Taking too long to fall asleep during nap time
If your child takes too long to fall asleep when nap time rolls around, or continues to play, showing no signs of sleepiness, this could be a good indication that their bodies no longer need the extra sleep.
Taking too long to fall asleep at bedtime
If your child doesn’t seem sleepy or tired at their normal bedtime and takes a long time to fall asleep, this could also be an important signal that the end of nap time is near.
If your child skips a nap and shows no signs of crankiness, or an impending meltdown, this may be a good sign that they’re ready to transition away from nap time.

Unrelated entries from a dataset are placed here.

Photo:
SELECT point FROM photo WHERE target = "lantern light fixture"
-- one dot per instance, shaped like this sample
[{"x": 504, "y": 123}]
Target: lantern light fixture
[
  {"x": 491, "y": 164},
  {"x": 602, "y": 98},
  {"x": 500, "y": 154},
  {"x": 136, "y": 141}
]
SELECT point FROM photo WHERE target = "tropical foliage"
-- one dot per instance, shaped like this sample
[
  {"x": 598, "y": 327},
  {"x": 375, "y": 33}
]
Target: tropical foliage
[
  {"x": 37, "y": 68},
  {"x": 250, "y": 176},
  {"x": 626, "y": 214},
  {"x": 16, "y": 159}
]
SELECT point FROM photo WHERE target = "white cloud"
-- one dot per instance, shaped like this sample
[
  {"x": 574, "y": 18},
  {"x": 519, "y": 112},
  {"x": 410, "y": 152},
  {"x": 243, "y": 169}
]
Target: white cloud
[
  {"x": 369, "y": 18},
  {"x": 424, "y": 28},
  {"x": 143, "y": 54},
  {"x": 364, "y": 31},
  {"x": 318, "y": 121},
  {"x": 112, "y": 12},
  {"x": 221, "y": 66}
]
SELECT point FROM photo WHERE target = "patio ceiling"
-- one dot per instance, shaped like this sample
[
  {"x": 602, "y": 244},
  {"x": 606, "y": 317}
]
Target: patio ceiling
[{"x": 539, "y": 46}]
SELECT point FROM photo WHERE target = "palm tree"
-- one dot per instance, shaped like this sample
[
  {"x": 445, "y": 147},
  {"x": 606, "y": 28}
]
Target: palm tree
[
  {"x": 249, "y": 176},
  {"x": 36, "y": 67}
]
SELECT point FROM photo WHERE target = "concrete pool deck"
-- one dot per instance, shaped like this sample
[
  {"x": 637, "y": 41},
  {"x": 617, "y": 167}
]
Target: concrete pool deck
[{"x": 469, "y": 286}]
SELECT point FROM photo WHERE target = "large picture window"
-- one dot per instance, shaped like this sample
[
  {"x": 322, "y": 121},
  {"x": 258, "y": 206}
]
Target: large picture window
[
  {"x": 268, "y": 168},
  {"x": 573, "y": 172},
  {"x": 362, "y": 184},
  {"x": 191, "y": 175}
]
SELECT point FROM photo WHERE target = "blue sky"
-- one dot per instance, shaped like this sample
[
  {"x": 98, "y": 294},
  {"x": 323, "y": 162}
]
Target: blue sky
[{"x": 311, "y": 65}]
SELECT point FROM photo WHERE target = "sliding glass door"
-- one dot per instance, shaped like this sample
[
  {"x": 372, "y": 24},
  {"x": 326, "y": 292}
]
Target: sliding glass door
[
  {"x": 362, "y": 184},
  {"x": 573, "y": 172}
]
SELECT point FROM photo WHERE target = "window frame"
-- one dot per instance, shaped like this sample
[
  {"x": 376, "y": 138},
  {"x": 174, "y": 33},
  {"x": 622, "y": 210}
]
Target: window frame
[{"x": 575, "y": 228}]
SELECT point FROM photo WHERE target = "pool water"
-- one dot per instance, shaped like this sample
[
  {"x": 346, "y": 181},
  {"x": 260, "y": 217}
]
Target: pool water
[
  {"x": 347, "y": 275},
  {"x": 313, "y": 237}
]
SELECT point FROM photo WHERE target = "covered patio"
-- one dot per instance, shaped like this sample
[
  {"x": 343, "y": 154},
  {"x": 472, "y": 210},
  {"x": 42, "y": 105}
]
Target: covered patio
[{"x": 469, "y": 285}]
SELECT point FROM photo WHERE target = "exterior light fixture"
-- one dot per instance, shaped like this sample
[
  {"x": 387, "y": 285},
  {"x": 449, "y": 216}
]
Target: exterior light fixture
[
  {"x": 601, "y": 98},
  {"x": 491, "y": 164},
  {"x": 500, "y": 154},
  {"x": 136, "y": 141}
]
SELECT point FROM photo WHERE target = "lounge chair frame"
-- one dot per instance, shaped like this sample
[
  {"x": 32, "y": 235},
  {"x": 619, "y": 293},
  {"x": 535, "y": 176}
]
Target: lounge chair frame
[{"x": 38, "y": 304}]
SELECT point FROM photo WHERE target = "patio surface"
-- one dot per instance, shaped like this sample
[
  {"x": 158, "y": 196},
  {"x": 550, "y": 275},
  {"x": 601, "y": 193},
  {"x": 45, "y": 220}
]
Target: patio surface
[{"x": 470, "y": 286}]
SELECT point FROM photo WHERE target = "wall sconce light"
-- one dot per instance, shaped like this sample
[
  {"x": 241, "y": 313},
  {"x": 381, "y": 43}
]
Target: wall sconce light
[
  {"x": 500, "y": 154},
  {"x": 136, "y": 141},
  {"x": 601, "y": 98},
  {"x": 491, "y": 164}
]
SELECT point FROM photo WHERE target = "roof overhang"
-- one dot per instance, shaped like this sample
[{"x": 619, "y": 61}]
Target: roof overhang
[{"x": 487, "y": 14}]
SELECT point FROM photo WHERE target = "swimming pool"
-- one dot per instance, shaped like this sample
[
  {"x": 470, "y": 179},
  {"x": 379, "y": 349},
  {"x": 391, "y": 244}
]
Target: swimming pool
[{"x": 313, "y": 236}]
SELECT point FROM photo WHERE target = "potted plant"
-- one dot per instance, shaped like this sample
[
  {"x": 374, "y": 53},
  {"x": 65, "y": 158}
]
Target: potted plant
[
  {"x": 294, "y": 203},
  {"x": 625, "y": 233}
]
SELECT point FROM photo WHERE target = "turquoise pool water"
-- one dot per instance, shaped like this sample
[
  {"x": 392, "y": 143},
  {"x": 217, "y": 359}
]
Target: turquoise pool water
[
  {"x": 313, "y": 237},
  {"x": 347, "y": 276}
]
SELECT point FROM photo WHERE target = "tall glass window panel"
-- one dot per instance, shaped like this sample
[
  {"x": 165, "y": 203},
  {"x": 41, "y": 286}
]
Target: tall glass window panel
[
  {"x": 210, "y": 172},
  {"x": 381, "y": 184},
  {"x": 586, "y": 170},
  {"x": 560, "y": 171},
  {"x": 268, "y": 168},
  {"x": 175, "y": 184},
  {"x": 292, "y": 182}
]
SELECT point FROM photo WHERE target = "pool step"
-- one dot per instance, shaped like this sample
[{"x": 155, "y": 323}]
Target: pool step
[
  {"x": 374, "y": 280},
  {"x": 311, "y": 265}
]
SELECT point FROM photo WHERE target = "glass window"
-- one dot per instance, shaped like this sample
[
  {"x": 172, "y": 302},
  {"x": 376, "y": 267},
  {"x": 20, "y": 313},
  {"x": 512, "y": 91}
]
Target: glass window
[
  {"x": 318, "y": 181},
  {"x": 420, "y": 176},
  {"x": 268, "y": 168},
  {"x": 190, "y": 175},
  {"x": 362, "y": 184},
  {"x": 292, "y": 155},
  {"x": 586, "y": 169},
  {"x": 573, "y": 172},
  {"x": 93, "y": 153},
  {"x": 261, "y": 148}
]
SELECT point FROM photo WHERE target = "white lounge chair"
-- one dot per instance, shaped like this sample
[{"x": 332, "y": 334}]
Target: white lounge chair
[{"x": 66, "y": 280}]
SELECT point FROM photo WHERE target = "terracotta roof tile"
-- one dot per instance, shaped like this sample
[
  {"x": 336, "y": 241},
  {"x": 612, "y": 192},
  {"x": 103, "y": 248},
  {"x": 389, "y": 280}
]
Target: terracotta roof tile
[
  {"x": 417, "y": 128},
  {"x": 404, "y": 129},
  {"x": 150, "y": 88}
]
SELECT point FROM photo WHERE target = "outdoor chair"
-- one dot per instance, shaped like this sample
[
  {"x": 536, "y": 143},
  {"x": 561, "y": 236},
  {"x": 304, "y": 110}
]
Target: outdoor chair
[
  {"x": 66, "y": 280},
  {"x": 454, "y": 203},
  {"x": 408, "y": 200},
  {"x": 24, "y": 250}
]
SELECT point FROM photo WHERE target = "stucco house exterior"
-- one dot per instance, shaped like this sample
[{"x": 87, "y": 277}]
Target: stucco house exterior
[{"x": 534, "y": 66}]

How to help your child transition from nap time
Adjust their bedtime
When your child first transitions away from nap time, they may get tired earlier in the evening. So, you may want to move up their bedtimes to accommodate the lack of a nap. While a 6 PM bedtime may seem a little far-fetched, rest assured that during this transition, it’s completely acceptable.
Stop offering naps
If your child seem wide awake at their normal afternoon nap time, don’t force it. Instead, Dimmick suggests that parents should stop offering the nap and help their little ones recharge with some quiet downtime. Remember that even though your child isn’t napping they still need a physical and emotional break. Use the time normally reserved for naps to offer them a snack or quiet time with a book instead.
Commit to a nap-free routine and stick to it
Once your child transitions away from napping, it’s important that you stick to a consistent bedtime routine and don’t waffle back and forth. Doing so can both confuse your child and wreak havoc on their internal clock. If bedtime proves to be difficult, try a few calming audio stories or meditations to help your little one settle down.
The end of nap time can be a bumpy road for everyone. To help make the transition as smooth as possible, it’s important to pay close attention and listen to what they’re trying to tell you, make adjustments to their routines as needed, and try your best to be patient.